Mientras los pandas gemelos Xiao Xiao y Lei Lei se preparan para dejar el Zoo Ueno el lunes —los últimos en Japón—, las tensiones diplomáticas por Taiwán y disputas territoriales señalan el fin de 50 años de préstamos de pandas de China, sin reemplazos a la vista.
La partida de los gemelos de cuatro años Xiao Xiao y Lei Lei del Zoo Ueno de Tokio el lunes cierra un capítulo en las relaciones Japón-China. Nacidos en el zoo bajo un acuerdo de préstamo, los pandas fueron objeto de emotivas despedidas la semana pasada, cuando los fans hicieron cola para verlos por última vez tras el anuncio del Gobierno Metropolitano de Tokio.

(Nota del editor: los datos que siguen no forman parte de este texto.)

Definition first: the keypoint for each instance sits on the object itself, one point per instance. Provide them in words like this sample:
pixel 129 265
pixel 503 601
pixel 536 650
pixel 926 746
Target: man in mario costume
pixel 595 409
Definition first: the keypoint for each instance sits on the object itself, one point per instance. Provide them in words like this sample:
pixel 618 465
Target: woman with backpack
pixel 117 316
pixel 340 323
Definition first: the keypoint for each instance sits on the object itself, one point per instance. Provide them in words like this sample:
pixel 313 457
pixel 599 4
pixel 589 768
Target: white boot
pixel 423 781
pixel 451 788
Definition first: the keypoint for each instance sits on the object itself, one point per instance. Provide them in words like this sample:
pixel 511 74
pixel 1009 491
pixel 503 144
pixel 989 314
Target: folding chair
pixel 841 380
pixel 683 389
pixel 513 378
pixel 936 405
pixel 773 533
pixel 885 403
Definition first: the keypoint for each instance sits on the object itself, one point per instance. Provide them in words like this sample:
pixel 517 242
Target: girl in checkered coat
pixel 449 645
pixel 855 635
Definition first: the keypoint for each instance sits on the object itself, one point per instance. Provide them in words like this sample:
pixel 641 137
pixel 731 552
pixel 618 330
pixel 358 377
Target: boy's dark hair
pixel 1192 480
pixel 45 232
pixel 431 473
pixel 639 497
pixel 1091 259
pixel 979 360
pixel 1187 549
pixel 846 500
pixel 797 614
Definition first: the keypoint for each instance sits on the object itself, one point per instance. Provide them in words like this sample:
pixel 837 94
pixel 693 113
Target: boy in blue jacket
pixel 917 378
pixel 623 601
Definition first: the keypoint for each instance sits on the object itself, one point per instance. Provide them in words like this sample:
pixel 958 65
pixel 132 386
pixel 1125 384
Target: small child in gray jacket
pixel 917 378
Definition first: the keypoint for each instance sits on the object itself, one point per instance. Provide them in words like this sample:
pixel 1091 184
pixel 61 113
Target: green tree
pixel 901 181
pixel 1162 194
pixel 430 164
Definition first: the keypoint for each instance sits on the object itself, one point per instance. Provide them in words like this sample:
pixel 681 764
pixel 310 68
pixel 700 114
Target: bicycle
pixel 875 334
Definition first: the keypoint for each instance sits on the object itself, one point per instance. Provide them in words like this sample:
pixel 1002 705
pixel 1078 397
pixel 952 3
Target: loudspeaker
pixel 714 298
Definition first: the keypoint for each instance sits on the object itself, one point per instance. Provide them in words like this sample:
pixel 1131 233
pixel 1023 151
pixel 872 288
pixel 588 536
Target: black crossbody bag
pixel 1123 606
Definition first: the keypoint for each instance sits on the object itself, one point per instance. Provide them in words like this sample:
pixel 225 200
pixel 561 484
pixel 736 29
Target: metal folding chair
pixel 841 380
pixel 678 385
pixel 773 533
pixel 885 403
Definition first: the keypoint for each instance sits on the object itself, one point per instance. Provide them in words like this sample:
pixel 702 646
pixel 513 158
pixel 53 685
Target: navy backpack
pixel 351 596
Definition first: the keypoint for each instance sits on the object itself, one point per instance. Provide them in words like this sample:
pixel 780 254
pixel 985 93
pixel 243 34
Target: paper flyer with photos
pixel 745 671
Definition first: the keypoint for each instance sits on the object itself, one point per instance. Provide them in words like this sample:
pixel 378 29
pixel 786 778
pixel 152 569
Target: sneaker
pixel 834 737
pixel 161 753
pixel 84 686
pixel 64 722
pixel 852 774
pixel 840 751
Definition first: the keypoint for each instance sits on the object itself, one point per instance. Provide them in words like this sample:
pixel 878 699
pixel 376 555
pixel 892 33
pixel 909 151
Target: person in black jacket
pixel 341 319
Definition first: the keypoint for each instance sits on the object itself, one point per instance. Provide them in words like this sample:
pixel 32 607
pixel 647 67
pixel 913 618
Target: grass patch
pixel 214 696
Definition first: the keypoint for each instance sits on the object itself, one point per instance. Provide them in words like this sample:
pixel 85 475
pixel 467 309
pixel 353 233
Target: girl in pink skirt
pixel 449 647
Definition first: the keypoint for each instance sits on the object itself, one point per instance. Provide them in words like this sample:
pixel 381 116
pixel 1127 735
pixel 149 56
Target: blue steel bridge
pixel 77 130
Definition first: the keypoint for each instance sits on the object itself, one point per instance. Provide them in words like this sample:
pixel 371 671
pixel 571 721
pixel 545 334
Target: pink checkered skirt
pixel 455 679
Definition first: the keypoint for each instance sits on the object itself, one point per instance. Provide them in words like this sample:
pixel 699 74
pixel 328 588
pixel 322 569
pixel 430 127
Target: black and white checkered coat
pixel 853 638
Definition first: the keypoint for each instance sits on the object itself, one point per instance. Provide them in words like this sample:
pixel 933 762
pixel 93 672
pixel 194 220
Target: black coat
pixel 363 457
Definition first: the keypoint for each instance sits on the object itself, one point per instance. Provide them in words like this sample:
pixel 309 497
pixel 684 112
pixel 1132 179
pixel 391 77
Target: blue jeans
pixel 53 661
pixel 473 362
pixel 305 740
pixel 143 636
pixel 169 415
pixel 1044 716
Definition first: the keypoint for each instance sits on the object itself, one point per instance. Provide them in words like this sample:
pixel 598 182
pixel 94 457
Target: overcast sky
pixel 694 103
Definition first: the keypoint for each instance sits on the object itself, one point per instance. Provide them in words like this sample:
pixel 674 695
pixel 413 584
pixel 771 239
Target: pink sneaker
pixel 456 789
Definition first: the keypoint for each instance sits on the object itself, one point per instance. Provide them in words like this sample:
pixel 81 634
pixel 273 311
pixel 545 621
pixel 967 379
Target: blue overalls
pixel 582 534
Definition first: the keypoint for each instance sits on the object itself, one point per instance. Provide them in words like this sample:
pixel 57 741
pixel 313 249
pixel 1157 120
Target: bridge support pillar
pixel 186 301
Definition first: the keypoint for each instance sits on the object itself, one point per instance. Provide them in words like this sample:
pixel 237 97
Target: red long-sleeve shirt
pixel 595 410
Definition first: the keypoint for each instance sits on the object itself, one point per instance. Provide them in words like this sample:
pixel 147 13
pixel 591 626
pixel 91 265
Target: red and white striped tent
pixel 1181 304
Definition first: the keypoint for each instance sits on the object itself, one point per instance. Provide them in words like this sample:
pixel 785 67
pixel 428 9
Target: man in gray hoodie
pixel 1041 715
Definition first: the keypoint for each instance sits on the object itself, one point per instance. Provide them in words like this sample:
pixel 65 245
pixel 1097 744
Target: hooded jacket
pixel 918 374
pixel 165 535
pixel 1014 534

La diplomacia de pandas, originada en tiempos antiguos y modernizada durante 50 años, simboliza amistad pero refleja tensiones. Las recientes fricciones por las islas Senkaku/Diaoyu y Taiwán —exacerbadas por los comentarios de la primera ministra Sanae Takaichi el mes pasado— han paralizado las negociaciones para nuevos pandas.
Expertos como Dylan Loh de la Universidad Tecnológica de Nanyang señalan que tales herramientas de poder blando fallan durante disputas. Aunque ciudades como Sendai albergaron pandas previamente, el programa parece terminar a nivel nacional, dejando a los entusiastas japoneses de luto por la pérdida.